While much about the epigenetic signatures left by WMD-type events remains to be discovered, the Mount Sinai-led consortium believes the work it's doing for DARPA could also be applied in infectious disease. Sealfon said they already have data, albeit unpublished, that infections show epigenetic signatures, as does at least one heavy metal chemical exposure.

"It could be valuable in the field of infectious disease, for example, to quickly and reliably predict if someone has a bacterial or viral infection during the influenza season, giving patients a point-of-care benefit," Sealfon said in a statement. "It's likely that medical applications from this research program will be realized in a shorter time frame than those on the military side, which are more demanding."

"Another novel aspect of the ECHO program is its approach to profile epigenetic signatures at the single-cell level, treating each cell as a sample," Takulapalli said. "A FENT array chip integrated with microfluidics will enable single-cell analysis, reading out epigenetic patterns from tens of thousands of cells in a few minutes. While the presence of cells with a specific epigenetic signature indicates exposure, the distribution of cellular signatures in the blood sample may inform on the period or time of exposure."

In addition to providing some funds, the DARPA award will help INanoBio develop a technology platform that it thinks could be immediately applicable to cancer diagnostics. Cell-free DNA has been a hot topic, leading to the development of liquid biopsy tests, "but people are starting to look at the epigenome," Takulapalli said.

Though he hasn't spoken yet with liquid biopsy firms about partnerships, Takulapalli said he's held informal conversations with other life science and pharma companies about the FENT technology, although he declined to name them.

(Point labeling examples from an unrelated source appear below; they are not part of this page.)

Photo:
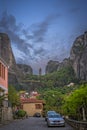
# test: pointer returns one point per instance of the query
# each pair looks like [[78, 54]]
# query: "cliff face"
[[26, 69], [15, 75], [7, 54], [78, 59], [78, 56], [56, 65], [6, 51]]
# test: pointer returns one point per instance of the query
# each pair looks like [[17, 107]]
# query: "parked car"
[[37, 114], [48, 113], [55, 120]]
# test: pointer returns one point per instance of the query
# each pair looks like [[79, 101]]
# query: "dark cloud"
[[8, 25], [41, 29]]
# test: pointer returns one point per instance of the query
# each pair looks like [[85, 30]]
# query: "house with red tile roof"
[[32, 106]]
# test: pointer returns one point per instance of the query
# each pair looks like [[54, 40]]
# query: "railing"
[[78, 125]]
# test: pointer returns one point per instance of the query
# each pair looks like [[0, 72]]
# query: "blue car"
[[55, 120]]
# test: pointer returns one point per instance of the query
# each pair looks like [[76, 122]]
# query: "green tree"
[[13, 96], [76, 104]]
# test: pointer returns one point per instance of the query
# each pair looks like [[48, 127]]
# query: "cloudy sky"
[[42, 30]]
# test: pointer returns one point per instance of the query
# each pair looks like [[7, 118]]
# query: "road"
[[31, 123]]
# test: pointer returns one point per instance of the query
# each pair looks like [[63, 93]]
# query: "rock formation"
[[78, 59], [78, 56], [56, 65], [15, 74], [26, 69]]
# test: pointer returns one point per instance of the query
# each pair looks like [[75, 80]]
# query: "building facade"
[[32, 106], [3, 77]]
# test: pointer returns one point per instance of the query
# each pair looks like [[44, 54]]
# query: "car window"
[[54, 116]]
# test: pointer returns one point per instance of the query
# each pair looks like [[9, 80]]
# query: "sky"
[[42, 30]]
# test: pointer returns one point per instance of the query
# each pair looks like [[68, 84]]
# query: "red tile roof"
[[28, 100]]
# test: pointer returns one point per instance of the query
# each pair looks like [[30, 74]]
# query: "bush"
[[21, 113]]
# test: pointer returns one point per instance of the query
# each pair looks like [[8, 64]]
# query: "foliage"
[[53, 100], [13, 96], [75, 102]]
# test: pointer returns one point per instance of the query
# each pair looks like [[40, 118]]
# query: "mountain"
[[78, 56], [53, 66], [77, 59], [15, 74]]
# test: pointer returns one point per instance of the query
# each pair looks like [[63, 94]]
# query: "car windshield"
[[54, 116]]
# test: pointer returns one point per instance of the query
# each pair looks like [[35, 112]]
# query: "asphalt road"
[[32, 123]]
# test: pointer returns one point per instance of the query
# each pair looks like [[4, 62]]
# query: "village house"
[[5, 110], [32, 106]]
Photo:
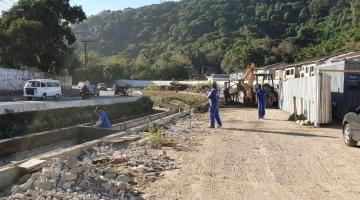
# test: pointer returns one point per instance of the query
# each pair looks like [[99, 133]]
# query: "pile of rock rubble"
[[99, 174], [104, 172]]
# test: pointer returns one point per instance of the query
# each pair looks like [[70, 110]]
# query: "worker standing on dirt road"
[[213, 97], [261, 95], [103, 121], [226, 94]]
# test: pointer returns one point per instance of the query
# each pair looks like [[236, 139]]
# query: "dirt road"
[[267, 159]]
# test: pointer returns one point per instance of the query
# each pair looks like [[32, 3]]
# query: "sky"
[[92, 7]]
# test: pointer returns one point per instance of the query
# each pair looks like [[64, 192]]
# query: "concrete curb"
[[10, 173]]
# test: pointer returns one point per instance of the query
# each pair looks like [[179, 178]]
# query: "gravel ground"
[[262, 160], [246, 159]]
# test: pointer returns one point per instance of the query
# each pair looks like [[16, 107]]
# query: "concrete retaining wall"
[[147, 83], [25, 106], [10, 173], [13, 80]]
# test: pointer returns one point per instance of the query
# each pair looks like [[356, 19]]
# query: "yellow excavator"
[[245, 86]]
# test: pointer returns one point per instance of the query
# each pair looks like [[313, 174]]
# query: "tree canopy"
[[222, 35], [37, 33]]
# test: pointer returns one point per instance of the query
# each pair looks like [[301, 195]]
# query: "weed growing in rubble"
[[155, 136]]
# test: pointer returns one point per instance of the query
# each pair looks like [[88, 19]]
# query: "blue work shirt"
[[105, 120], [214, 96], [261, 95]]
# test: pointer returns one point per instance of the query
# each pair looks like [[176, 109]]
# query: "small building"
[[307, 70], [219, 77], [345, 87]]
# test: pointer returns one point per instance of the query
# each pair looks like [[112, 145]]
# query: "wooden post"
[[294, 106]]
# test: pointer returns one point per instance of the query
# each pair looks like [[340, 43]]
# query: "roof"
[[274, 66], [42, 80], [220, 75]]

Partnerships, he said, is something the firm would "want to get into going forward."

INanoBio is also working on developing a nanowire protein diagnostic platform, with a focus on cancer. "Grail is leading with DNA biomarkers and then came about adding epigenetic markers to the panel," Takulapalli said. "We are going the other way; we believe phenotype is a better way to diagnose disease early. And proteomics is closer to what we can access phenotypically." 

For cancer diagnostics, the firm's initial focus will be on a proteomic biomarker panel for early-stage diagnosis, he said, adding that "we will later augment the panel with epigenetic and genomic biomarkers for improving it further." 

For the DARPA grant, methylation signature detection is just the first phase. "Following that, we will be doing DNA sequencing as part of the grant," he said.